[<prev] [next>] [<thread-prev] [thread-next>] [day] [month] [year] [list]
Message-ID: <51b4201d-b7c5-4b1a-91a2-da9617fb9a2d@intel.com>
Date: Mon, 11 Mar 2024 12:05:08 +0100
From: Przemek Kitszel <przemyslaw.kitszel@...el.com>
To: Michal Schmidt <mschmidt@...hat.com>
CC: <intel-wired-lan@...ts.osuosl.org>, Jiri Pirko <jiri@...nulli.us>,
<netdev@...r.kernel.org>, Arkadiusz Kubalewski
<arkadiusz.kubalewski@...el.com>, Karol Kolacinski
<karol.kolacinski@...el.com>, Jacob Keller <jacob.e.keller@...el.com>, "Jakub
Kicinski" <kuba@...nel.org>, "Temerkhanov, Sergey"

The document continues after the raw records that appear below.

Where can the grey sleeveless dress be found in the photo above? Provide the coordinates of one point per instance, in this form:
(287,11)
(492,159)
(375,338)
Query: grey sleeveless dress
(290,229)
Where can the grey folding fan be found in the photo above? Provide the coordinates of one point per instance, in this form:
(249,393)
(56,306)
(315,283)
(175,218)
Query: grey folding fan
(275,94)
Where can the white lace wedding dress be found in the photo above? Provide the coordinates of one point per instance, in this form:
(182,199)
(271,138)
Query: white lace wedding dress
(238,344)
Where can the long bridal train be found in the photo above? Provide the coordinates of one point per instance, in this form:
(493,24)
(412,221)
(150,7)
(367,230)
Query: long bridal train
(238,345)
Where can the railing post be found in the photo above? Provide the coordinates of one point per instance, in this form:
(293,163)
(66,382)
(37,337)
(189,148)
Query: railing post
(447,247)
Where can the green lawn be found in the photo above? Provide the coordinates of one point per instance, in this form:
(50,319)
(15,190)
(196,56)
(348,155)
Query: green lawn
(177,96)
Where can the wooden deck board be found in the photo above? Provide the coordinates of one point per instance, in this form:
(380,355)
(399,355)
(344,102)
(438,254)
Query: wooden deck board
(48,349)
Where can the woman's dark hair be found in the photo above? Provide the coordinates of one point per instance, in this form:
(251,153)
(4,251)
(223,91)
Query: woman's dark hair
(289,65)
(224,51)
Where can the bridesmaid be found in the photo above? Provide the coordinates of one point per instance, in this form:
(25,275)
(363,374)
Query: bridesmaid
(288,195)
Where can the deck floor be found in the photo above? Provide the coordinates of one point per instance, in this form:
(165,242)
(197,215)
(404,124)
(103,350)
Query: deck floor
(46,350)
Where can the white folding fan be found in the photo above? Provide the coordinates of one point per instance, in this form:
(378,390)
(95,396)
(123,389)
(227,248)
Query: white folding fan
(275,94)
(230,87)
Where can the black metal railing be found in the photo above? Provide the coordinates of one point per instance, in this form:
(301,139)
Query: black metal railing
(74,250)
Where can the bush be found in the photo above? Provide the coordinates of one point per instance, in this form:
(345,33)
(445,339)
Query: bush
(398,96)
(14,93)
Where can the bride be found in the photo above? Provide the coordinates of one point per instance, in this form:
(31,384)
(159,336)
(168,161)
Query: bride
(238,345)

<sergey.temerkhanov@...el.com>
Subject: Re: [Intel-wired-lan] [PATCH net-next v3 1/3] ice: add ice_adapter
for shared data across PFs on the same NIC
On 3/8/24 15:18, Michal Schmidt wrote:
> On Fri, Mar 8, 2024 at 1:17 PM Przemek Kitszel
> <przemyslaw.kitszel@...el.com> wrote:
>> On 3/7/24 23:25, Michal Schmidt wrote:
>>> There is a need for synchronization between ice PFs on the same physical
>>> adapter.
>>>
>>> Add a "struct ice_adapter" for holding data shared between PFs of the
>>> same multifunction PCI device. The struct is refcounted - each ice_pf
>>> holds a reference to it.
>>>
>>> Its first use will be for PTP. I expect it will be useful also to
>>> improve the ugliness that is ice_prot_id_tbl.
>>>
>>> Signed-off-by: Michal Schmidt <mschmidt@...hat.com>
>>
>> Thank you very much for this series, we have spotted the need for
>> something like that very recently, I have already pinged our PTP folks
>> to take a look. (+CC Sergey)
>>
>> Why not wipe ice_ptp_lock() entirely?
>> (could be left for Intel folks though)
>
> I am doing this too, just not yet in this series I posted, because I
> did not want to expand the scope of the series between reviews. See my
> gitlab branch I linked in the cover letter, specifically this patch:
> https://gitlab.com/mschmidt2/linux/-/commit/89a1bd2904ac8b0614bcfc2fce464bf5f60b0f0c
>
>> please find the usual code related feedback inline
>> (again, I really appreciate and I am grateful for this series)
>>
>>> ---
>>> drivers/net/ethernet/intel/ice/Makefile | 3 +-
>>> drivers/net/ethernet/intel/ice/ice.h | 2 +
>>> drivers/net/ethernet/intel/ice/ice_adapter.c | 107 +++++++++++++++++++
>>> drivers/net/ethernet/intel/ice/ice_adapter.h | 22 ++++
>>> drivers/net/ethernet/intel/ice/ice_main.c | 8 ++
>>> 5 files changed, 141 insertions(+), 1 deletion(-)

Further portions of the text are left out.